O irmão nem sequer reparou que as palavras do pai a atingiam como uma chicotada. Birger Vanger limitou-se a rir e a passar o braço em volta de seus ombros, tentando desanuviar a situação a seu modo, com um comentário do gênero Sabemos bem como são as mulheres. Deu uma piscadela para Cecilia e aconselhou Harald Vanger a ficar atento a uma pequena elevação do terreno.

Houve um segundo, um instante gélido, em que Cecilia olhou para o pai e o irmão com a consciência súbita de que trazia na mão uma espingarda de caça carregada. Fechou os olhos. Se não tivesse feito isso, teria levantado a arma e disparado os dois cartuchos. Sua vontade era matar o pai e o irmão. Mas abaixou a espingarda, girou os calcanhares e voltou ao lugar onde haviam estacionado o carro. Deixou-os ali e voltou sozinha para casa. Desse dia em diante, passou a falar com o pai só em raríssimas ocasiões, quando obrigada pelas circunstâncias. Negara-lhe acesso à sua casa e nunca ia vê-lo na casa dele.

Você arruinou a minha vida, pensou Cecilia Vanger. Arruinou a minha vida desde a infância.

Às oito e meia da noite, Cecilia Vanger pegou o telefone e pediu que Mikael Blomkvist fosse vê-la.

O dr. Nils Bjurman sofria um martírio. Seus músculos não respondiam, o corpo parecia paralisado. Não tinha certeza de haver perdido a consciência, mas estava desorientado e sem a menor lembrança do que havia acontecido. Quando recuperou lentamente o controle do corpo, viu que estava nu, deitado de costas na cama, com os punhos atados por algemas e as pernas dolorosamente afastadas. Tinha queimaduras no local onde os eletrodos haviam tocado seu corpo.

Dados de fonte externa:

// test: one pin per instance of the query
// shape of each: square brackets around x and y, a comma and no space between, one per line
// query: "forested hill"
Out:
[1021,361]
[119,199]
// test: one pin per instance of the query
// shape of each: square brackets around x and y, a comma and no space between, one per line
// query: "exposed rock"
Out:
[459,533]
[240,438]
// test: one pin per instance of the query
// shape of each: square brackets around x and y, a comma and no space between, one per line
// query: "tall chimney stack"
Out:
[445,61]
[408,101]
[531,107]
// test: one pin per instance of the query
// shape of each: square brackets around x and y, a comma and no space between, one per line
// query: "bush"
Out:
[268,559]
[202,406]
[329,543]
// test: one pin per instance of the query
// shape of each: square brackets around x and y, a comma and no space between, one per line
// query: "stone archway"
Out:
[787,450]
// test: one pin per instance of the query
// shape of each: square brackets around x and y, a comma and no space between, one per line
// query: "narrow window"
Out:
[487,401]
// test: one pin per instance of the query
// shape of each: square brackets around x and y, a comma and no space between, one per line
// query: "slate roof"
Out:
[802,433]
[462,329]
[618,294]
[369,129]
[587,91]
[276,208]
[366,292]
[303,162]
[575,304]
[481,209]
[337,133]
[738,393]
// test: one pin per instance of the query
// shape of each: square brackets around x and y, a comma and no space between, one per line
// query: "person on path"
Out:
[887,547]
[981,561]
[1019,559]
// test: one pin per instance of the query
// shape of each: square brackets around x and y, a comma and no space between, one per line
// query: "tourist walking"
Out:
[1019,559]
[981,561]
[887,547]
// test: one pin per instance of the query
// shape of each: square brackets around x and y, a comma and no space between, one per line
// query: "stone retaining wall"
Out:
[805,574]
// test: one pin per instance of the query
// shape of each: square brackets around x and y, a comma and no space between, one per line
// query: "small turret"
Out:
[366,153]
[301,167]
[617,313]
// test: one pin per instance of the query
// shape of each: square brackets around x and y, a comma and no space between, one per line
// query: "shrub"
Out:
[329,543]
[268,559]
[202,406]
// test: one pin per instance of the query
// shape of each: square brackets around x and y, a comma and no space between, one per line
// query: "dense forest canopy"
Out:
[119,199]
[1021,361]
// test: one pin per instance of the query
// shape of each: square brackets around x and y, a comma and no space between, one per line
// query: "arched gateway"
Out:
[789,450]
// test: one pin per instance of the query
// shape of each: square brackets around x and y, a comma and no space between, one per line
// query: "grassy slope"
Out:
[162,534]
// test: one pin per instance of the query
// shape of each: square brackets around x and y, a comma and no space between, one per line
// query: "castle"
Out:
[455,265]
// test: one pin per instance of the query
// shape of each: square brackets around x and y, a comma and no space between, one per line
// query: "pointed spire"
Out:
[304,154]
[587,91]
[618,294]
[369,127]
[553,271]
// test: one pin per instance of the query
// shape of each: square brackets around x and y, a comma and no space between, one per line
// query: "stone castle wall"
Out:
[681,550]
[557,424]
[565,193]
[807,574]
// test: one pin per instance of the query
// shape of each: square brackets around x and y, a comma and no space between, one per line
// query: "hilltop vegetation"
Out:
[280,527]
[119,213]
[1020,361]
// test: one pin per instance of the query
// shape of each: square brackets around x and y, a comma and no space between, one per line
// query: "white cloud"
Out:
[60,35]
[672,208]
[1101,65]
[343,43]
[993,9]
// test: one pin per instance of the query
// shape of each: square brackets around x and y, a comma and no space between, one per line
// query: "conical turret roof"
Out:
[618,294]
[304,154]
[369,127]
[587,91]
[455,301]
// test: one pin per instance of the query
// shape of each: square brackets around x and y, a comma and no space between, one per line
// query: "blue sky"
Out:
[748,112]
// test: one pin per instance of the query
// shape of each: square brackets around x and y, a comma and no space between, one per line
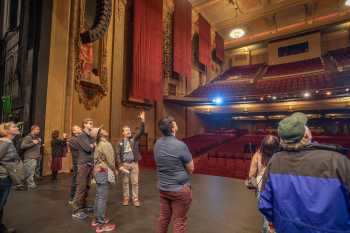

Lisbeth Salander trouxera a poltrona de vime para perto da cama e, com as botas em cima do colchão, esperava pacientemente, fumando um cigarro. Quando Bjurman tentou falar, ele percebeu que sua boca estava coberta por uma fita adesiva larga. Virou a cabeça. Ela havia aberto e esvaziado uma das gavetas da cômoda.

— Descobri seus brinquedinhos — disse Salander.

Brandiu um chicote e remexeu na coleção de objetos eróticos, mordaças e máscaras de borracha espalhadas no chão.

— Para que serve este treco? — E mostrou um enorme pênis anal. — Não, não tente falar, não estou entendendo o que você diz. Foi o que utilizou em mim na semana passada? Basta balançar a cabeça. — Ela se inclinou para ele, divertindo-se antecipadamente com a resposta.

Nils Bjurman sentiu um súbito calafrio de terror no peito e se descontrolou. Forçou as algemas. Ela assumiu o controle. Impossível. Estava impossibilitado de fazer o que quer que fosse quando Salander se inclinou e pôs o tampão anal entre suas nádegas.

— Não é assim que um sádico faz? — ela perguntou. — Gosta de enfiar coisas nas pessoas, não é verdade? — Fitou-o. O rosto dele era uma máscara inexpressiva. — Sem lubrificante, não é mesmo?